Thursday, September 8, 2016

Bank to pay over $35 million for luring customers into paying for credit card extras

By Andrew A. Turner, J.D.

The First National Bank of Omaha (FNBO) has agreed to pay over $35 million to settle claims that the bank engaged in deceptive marketing and billing of customers for credit card add-on products. This is the eighth action the Consumer Financial Protection Bureau has taken in coordination with another regulator to address illegal practices with respect to credit card add-on products and the 12th action the CFPB has taken in total to address these practices.

FNBO entered into separate consent orders with the CFPB and the Office of the Comptroller of the Currency. The CFPB ordered the bank to repay $27.75 million to approximately 257,000 consumers and pay a $4.5 million civil penalty to the CFPB’s Civil Penalty Fund. The OCC assessed a $3 million civil penalty against the bank for restitution to customers who were unfairly billed for identity theft protection they did not receive

CFPB Director Richard Cordray commented, “First National Bank of Omaha violated the trust of its customers by illegally signing them up for credit card add-on products. The CFPB's track record, and this result today, shows strong and consistent action against credit card companies that dupe consumers into buying a product they do not want.”

CFPB’s enforcement action. The CFPB alleged that FNBO violated provisions of the Consumer Financial Protection Act governing unfair and deceptive acts or practices by using deceptive marketing tactics to lure consumers into accepting credit card debt-cancellation “add-on” products and by charging consumers for credit monitoring services they never received.

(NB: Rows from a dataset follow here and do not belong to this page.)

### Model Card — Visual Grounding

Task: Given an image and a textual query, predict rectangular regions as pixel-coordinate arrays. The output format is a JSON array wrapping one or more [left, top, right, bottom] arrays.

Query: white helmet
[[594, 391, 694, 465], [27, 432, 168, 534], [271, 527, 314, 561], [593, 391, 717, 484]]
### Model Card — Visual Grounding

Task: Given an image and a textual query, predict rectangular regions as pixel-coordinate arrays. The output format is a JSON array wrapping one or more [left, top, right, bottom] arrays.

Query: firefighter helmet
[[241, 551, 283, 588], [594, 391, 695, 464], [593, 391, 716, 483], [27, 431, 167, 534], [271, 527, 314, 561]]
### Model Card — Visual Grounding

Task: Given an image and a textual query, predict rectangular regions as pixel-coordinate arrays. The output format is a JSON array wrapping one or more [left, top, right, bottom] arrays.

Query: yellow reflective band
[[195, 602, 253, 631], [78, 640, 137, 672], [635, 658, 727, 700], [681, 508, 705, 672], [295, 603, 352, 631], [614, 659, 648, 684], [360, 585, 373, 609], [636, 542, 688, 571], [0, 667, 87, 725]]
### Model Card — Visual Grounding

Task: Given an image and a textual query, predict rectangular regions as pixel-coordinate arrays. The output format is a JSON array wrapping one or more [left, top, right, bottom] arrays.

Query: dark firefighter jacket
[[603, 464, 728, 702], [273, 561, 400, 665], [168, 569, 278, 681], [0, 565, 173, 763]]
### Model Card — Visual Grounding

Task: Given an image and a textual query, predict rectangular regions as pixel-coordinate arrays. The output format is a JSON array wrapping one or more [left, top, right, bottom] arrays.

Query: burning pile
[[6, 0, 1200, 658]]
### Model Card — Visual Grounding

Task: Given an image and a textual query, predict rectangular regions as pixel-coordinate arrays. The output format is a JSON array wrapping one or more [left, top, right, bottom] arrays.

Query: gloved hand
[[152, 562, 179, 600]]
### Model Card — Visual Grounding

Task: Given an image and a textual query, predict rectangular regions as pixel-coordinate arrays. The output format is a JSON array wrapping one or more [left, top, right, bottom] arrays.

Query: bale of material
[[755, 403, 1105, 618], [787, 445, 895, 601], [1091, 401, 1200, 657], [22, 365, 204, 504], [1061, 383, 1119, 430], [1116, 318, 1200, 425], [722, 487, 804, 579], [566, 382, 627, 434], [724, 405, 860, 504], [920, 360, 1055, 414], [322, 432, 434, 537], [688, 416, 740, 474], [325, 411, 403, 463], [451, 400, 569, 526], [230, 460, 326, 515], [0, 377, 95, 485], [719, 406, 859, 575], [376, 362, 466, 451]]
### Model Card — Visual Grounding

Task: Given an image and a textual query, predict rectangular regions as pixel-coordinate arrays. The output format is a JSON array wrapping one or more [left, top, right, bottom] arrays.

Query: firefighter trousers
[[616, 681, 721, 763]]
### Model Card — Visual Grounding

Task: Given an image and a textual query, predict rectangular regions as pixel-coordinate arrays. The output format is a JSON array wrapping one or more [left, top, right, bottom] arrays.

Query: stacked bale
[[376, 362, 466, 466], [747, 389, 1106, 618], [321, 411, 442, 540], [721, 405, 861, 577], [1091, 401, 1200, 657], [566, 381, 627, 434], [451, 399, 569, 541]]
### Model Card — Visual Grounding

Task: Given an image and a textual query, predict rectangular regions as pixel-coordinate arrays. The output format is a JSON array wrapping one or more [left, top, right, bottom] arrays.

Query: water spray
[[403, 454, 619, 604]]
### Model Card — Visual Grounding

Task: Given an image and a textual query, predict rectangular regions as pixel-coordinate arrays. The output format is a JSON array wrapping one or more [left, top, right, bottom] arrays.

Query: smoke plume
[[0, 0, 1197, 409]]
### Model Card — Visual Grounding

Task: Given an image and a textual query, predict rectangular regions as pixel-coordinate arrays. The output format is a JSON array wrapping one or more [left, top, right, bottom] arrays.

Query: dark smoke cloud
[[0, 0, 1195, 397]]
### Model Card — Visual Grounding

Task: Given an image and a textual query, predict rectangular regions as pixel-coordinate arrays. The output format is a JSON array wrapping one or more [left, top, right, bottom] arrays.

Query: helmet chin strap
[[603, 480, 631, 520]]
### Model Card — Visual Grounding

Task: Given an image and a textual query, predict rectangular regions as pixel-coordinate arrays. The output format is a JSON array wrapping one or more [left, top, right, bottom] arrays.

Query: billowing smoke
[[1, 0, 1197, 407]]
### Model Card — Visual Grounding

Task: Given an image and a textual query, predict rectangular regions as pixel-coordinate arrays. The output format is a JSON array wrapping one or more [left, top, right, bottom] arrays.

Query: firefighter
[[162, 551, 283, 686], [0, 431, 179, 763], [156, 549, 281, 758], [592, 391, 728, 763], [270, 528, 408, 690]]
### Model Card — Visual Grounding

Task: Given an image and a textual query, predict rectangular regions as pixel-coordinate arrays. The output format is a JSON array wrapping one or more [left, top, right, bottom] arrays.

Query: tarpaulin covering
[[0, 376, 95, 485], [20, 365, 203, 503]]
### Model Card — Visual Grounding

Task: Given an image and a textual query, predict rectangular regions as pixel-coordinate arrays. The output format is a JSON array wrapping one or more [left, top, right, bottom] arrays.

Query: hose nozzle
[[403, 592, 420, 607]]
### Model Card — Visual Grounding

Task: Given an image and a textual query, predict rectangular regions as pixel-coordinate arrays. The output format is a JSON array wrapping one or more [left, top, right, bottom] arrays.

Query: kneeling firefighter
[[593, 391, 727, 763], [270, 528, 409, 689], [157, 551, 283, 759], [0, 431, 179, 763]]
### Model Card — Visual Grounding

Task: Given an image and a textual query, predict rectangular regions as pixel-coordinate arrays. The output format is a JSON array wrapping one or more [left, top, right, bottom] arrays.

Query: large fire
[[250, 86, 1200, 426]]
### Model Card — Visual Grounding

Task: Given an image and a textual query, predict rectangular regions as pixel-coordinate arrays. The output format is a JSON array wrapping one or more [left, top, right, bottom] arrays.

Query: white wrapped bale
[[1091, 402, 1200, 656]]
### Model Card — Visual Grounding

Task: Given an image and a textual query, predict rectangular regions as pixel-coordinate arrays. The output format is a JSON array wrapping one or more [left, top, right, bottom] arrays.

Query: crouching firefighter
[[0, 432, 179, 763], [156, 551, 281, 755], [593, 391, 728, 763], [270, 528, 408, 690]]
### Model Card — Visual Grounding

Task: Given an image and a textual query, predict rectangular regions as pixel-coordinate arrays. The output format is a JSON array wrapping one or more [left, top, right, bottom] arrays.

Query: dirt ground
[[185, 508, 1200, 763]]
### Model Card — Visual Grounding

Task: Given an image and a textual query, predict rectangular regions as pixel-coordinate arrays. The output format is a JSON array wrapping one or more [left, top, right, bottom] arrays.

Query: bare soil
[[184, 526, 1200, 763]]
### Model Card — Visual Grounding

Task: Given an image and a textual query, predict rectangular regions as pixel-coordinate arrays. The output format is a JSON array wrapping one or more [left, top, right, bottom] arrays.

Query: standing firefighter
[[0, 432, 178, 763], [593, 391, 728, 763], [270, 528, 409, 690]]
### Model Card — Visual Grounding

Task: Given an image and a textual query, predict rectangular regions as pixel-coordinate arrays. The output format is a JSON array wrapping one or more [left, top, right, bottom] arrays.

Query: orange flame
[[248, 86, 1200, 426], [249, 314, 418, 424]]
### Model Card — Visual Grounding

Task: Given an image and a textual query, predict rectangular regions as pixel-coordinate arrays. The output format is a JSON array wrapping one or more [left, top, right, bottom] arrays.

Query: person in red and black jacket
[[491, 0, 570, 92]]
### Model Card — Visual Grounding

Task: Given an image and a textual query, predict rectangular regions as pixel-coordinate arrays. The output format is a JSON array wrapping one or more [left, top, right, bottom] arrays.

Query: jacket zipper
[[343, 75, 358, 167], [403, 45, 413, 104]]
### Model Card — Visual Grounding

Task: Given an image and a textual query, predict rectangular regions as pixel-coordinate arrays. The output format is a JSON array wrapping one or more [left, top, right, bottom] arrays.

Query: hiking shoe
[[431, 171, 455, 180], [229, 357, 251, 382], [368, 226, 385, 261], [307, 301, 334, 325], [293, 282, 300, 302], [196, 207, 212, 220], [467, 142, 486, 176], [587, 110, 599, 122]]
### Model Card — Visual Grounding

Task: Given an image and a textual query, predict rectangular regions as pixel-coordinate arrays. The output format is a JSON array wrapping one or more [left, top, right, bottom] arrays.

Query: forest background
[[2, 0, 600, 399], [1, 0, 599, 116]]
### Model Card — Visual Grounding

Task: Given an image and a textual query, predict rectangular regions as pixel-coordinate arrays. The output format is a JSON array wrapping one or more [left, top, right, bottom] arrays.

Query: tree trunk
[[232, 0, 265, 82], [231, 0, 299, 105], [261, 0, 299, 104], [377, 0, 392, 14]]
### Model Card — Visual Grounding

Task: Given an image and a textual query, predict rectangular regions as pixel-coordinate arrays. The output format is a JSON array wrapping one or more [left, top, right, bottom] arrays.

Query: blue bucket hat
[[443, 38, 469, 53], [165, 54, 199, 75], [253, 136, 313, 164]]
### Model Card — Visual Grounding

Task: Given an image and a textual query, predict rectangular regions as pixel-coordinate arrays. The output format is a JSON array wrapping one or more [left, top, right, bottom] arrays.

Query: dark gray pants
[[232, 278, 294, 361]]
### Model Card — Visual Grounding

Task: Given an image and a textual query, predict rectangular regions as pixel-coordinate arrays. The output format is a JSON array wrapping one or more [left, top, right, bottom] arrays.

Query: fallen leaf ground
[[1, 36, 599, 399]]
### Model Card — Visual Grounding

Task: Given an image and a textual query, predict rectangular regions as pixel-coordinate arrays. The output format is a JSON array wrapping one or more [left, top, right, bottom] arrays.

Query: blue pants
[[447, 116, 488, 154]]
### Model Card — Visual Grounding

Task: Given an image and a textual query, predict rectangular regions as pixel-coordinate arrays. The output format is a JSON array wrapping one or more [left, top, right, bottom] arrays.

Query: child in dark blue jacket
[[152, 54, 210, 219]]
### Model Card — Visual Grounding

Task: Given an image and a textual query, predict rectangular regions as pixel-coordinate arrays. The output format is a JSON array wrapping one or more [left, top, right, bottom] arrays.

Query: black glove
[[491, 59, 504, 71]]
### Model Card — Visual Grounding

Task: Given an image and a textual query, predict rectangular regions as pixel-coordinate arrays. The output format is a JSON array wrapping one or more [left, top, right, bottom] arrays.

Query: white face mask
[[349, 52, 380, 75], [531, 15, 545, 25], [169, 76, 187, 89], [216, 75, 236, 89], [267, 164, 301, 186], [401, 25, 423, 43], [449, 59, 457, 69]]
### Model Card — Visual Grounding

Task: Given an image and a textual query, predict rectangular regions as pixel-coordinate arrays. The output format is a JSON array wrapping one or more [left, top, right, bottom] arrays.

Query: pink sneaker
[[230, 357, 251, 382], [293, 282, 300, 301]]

The CFPB’s consent order with FNBO pertains to the bank’s allegedly unfair billing practices from 1997 to 2012 and its allegedly deceptive enrollment practices from 2010 to 2012 until the CFPB’s supervisory exam at that time. Among other things, the CFPB claimed that FNBO:

  • disguised the fact that it was selling consumers an add-on product;
  • distracted consumers into making the relevant purchases;
  • failed to disclose to consumers their “ineligibility” for the add-on products;
  • hindered consumers from obtaining the benefits of the debt-cancellation products;
  • made the cancellation of the add-on products difficult; and
  • billed consumers for credit monitoring services that FNBO did not provide.

In addition to the monetary redress and civil penalty totaling $32.25 million, the CFPB’s consent order prohibits FNBO from marketing any debt-cancellation or credit-monitoring add-on products until the bank submits a compliance plan to the CFPB.

OCC’s enforcement action. The OCC alleged that FNBO violated Section 5 of the Federal Trade Commission Act by billing consumers for identity-theft protection products from December 1997 to July 2013 even though the consumers did not receive the full benefit of these credit monitoring and/or “credit report retrieval services” products.

Under the OCC’s Stipulation and Consent Order, the $3 million civil penalty imposed on FNBO includes restitution to consumers for the full amount that they paid for the identity-theft protection products plus any associated over-limit fees, overdraft fees, or finance charges the consumers incurred on their card accounts.